Task Force Update: Human Trafficking in Santa Barbara
Community Forum Addresses Numbers, Sting Operations
As many as 150 teens in Santa Barbara County have been identified as “commercially sexually exploited children” (CSEC) since the launch of the Human Trafficking Task Force in 2013, according to Lt. Brian Olmstead, a detective with the Santa Barbara County Sheriff’s Office and a member of the task force. Last week, Olmstead sat on a public-forum panel with Lisa Conn, the project supervisor for Resiliency Interventions for Sexual Exploitation (RISE) Project, and Rita McGaw, who supervises the District Attorney’s Victim-Witness Program. The community meeting, held at the Faulkner Gallery and organized by Democratic Women of Santa Barbara and the Santa Barbara Central Library, discussed human trafficking countywide and the ongoing efforts to combat it.
The event began with a video of a teen who was rescued from human trafficking, which doesn’t happen often, according to the panelists. “Rescuing people out of this life is very uncommon,” said McGaw. However, the county’s task force is dedicated to reducing the demand for commercial sex and providing victims with counseling and other supportive services. But even these tasks have proved to be more difficult than anticipated, Olmstead noted. “The more we educate [the community], the more cases we identify, the more overwhelmed we get. We need more resources,” he said.
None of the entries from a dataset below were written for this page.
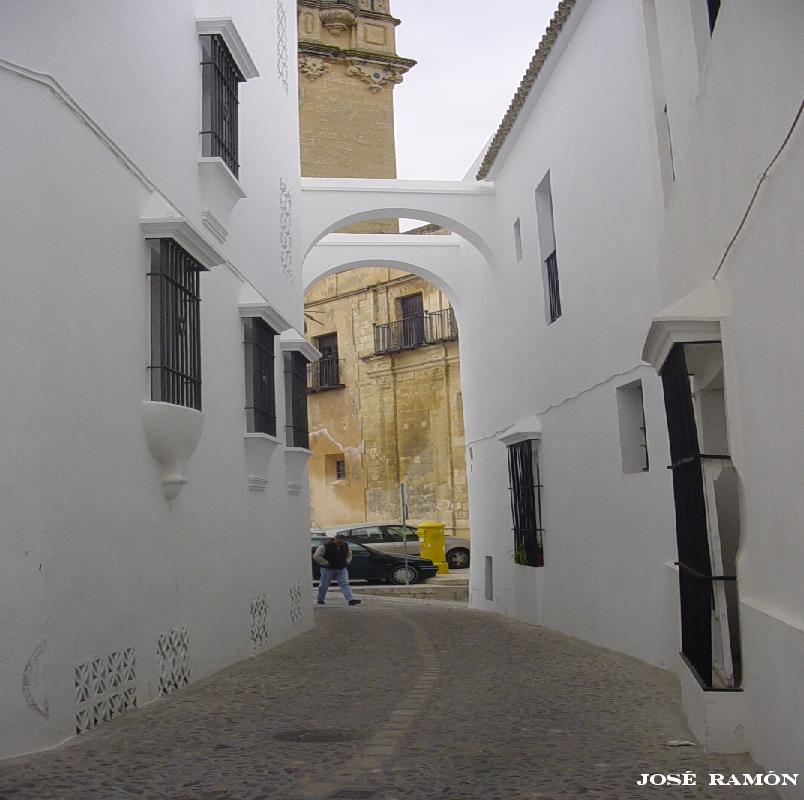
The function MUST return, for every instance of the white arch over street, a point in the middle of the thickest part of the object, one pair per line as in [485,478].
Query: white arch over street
[465,207]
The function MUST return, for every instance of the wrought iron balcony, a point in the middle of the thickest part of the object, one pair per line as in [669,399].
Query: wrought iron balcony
[324,374]
[410,332]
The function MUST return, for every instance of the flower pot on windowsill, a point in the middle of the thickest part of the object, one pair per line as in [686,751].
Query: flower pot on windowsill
[173,433]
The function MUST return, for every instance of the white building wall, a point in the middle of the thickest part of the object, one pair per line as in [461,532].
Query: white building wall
[93,558]
[609,540]
[730,114]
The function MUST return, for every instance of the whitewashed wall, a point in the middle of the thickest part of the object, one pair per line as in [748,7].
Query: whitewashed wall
[609,540]
[732,100]
[93,558]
To reduce demand for commercial sex in the county, the Sheriff’s Office has organized a number of sting operations, with deputies posing as sex workers and arresting sex purchasers at hotels. Sex buyers are everyday members of the community, according to Olmstead. “They range from 18 to 82 years of age. They’re students, professionals, white collar, blue collar — anyone.” Traffickers are harder to go after and only receive an average of three years in prison, he added.
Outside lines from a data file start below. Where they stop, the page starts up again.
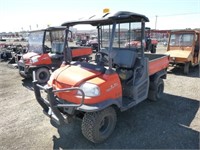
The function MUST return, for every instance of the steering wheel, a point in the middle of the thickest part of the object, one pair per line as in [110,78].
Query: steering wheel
[101,59]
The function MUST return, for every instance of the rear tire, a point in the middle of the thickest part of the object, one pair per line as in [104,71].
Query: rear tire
[186,68]
[156,90]
[153,48]
[42,75]
[98,126]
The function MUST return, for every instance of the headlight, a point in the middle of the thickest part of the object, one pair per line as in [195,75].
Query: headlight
[34,59]
[90,90]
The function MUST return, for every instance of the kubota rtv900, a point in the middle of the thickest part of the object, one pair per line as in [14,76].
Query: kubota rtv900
[117,79]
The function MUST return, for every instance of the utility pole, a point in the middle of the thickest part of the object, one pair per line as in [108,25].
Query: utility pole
[156,22]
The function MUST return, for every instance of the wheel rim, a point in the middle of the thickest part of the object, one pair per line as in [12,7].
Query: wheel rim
[43,75]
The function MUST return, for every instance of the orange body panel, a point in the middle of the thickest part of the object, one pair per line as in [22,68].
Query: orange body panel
[109,85]
[158,64]
[81,51]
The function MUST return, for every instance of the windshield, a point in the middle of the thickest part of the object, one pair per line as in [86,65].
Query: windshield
[57,41]
[181,39]
[125,33]
[35,42]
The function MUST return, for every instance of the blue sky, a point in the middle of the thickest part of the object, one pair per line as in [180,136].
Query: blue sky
[16,15]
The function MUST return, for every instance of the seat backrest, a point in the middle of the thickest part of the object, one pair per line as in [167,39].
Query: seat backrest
[124,57]
[57,47]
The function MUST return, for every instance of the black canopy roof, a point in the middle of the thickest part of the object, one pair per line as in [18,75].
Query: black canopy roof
[119,17]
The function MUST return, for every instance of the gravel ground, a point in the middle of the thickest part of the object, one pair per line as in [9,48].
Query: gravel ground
[171,123]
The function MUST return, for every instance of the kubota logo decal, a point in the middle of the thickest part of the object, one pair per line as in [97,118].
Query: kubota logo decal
[112,86]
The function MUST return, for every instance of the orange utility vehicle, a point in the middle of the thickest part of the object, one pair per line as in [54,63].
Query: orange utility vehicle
[116,80]
[150,43]
[183,48]
[45,53]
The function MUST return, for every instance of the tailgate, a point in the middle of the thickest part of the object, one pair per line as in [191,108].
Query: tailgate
[180,54]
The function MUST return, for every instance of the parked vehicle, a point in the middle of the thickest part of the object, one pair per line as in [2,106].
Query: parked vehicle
[183,48]
[116,80]
[150,43]
[45,53]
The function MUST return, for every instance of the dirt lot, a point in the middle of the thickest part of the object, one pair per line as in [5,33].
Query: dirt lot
[171,123]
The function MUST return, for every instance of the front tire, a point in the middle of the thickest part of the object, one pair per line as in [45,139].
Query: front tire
[42,75]
[186,68]
[156,90]
[98,126]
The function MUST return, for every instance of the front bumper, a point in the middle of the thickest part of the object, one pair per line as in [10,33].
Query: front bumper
[58,111]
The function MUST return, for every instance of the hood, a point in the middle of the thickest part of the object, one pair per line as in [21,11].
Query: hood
[179,53]
[73,75]
[29,55]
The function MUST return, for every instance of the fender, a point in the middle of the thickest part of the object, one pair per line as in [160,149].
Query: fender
[161,74]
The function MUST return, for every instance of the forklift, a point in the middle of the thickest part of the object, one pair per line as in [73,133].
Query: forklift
[45,53]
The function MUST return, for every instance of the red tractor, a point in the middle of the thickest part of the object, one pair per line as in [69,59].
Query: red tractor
[45,53]
[116,80]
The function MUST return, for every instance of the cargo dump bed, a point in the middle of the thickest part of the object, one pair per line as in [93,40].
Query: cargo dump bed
[157,62]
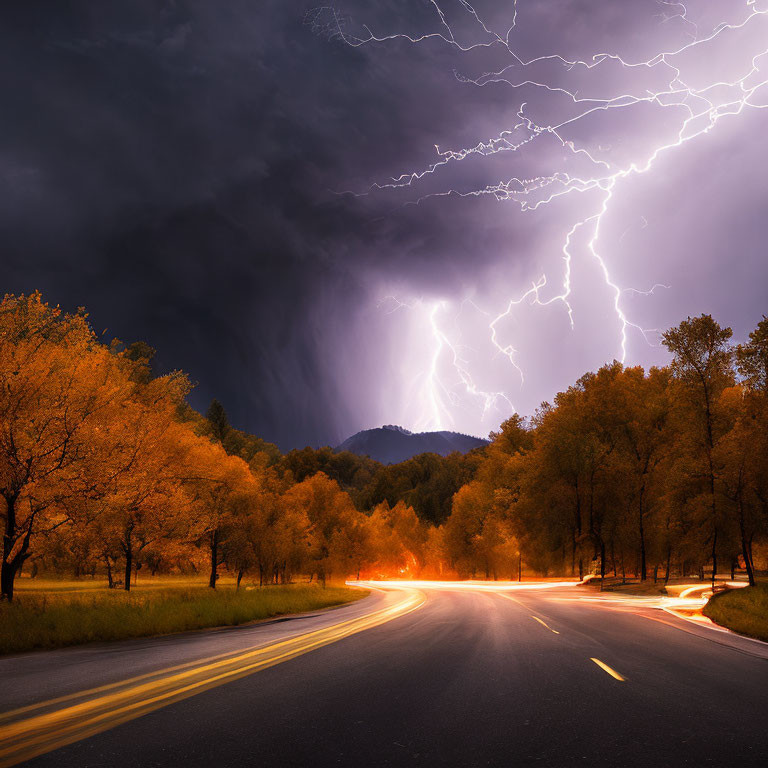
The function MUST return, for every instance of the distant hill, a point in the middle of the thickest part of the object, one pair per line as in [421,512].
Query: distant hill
[391,444]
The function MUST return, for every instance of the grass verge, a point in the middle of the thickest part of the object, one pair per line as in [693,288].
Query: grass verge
[743,610]
[52,619]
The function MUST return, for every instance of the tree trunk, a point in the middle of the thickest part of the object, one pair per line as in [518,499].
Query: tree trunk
[214,558]
[7,571]
[643,567]
[746,545]
[602,563]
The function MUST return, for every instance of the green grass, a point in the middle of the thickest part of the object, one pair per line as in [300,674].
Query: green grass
[70,613]
[742,610]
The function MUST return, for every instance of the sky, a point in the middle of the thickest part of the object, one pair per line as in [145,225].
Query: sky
[386,211]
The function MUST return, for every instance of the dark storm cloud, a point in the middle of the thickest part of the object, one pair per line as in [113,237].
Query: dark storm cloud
[176,168]
[168,165]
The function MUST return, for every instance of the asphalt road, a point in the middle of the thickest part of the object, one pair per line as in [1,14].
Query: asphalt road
[468,678]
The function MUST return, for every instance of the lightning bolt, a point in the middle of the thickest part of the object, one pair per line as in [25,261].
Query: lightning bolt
[698,109]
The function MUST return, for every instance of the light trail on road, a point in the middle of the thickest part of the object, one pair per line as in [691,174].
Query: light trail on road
[34,730]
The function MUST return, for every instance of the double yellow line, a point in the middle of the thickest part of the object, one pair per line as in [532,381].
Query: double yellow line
[39,728]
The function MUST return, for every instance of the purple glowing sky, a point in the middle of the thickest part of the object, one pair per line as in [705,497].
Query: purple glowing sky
[607,192]
[217,179]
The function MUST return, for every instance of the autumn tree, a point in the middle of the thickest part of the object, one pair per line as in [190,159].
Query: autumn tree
[701,363]
[58,389]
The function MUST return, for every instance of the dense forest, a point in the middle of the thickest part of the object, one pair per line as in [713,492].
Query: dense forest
[106,470]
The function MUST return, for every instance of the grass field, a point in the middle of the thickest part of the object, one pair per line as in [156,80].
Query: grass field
[742,610]
[51,614]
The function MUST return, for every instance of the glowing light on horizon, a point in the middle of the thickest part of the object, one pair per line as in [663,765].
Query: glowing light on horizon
[701,107]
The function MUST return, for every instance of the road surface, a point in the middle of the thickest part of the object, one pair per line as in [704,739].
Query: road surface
[418,676]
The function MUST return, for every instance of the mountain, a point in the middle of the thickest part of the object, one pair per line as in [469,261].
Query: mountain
[391,444]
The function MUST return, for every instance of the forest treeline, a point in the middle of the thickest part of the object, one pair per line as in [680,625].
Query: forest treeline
[105,469]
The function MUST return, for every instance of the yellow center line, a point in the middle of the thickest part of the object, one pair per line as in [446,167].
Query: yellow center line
[612,672]
[117,703]
[535,618]
[544,624]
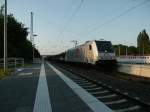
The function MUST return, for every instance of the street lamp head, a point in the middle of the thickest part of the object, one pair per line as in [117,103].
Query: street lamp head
[34,35]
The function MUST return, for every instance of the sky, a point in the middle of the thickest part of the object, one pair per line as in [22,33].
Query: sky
[58,22]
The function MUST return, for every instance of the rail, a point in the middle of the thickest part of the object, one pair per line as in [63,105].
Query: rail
[13,62]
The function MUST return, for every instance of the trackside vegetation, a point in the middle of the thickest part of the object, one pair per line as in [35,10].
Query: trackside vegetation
[18,44]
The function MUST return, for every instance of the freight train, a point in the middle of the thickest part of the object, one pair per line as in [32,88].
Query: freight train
[91,52]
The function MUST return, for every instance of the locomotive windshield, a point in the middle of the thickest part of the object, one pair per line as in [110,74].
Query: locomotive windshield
[104,46]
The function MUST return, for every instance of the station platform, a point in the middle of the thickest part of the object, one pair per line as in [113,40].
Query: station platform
[58,93]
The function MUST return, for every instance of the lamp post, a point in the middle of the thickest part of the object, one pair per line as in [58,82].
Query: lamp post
[5,36]
[33,45]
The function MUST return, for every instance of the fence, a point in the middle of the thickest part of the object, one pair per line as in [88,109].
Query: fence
[12,62]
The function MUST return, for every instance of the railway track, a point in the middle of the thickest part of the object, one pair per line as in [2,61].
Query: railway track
[113,98]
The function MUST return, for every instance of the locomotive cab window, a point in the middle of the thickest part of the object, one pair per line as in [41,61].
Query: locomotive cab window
[90,47]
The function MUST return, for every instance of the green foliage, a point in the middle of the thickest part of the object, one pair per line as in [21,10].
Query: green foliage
[18,44]
[143,46]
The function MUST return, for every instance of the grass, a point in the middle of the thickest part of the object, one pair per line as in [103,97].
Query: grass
[4,73]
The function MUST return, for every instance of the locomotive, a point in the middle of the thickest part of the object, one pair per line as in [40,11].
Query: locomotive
[92,52]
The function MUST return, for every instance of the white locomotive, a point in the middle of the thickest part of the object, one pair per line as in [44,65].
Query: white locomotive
[92,52]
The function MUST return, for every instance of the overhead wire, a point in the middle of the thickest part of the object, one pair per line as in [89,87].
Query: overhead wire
[118,16]
[70,19]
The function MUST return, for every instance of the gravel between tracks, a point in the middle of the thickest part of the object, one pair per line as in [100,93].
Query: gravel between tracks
[125,83]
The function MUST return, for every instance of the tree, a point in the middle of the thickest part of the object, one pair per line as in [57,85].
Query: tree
[143,43]
[18,44]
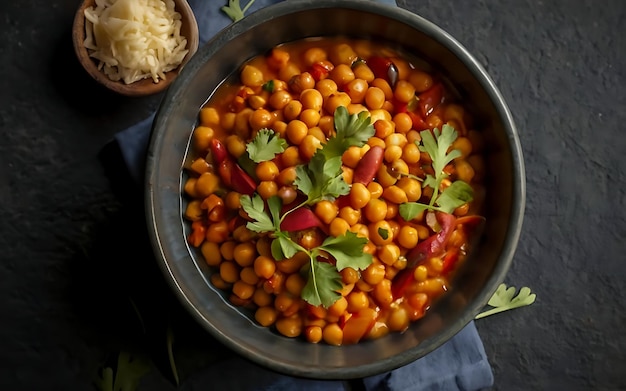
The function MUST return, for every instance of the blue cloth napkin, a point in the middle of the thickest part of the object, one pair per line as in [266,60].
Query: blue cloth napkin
[460,364]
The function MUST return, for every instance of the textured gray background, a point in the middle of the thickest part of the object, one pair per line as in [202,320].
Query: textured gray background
[68,282]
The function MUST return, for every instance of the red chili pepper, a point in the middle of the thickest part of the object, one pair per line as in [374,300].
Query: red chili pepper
[319,71]
[433,246]
[381,67]
[366,169]
[429,99]
[300,219]
[231,173]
Counseling victims also has its challenges, the audience was told. Most victims in Santa Barbara County are female, identified through juvenile hall, said Conn, who has been working in the county’s Behavioral Wellness department for 20 years. She only started identifying victims six years ago, when she was educated in sexual exploitation. However, just because the terminology is new, doesn’t mean the problem is new. “This has been going on for a very long time,” said Conn, who still thinks about some of the girls who presented characteristics of a child being trafficked before she had the background to identify them as victims of exploitation.
Most of Conn’s clients, young people up to 24 years old, are from within Santa Barbara County. Older adults tend to be from out of the county, said Olmstead. Those victims are brought into Santa Barbara as they travel between Los Angeles and San Francisco. Regardless of where they are from, many have a hard time identifying as victims, said Conn. “Even children that we know are victims do not self-identify,” she said. A big reason for that is because of the shame associated with it. One way to combat that is by rebranding trafficking and stopping the glorification of pimps, said McGaw. “Is there a difference between pimp and trafficker? No — but one is glorified,” said McGaw. “Language is simple, and that is something we can all do.”
Editor’s Note: This story was corrected November 27, 2018 to include the Santa Barbara Central Library as an organizer of the event.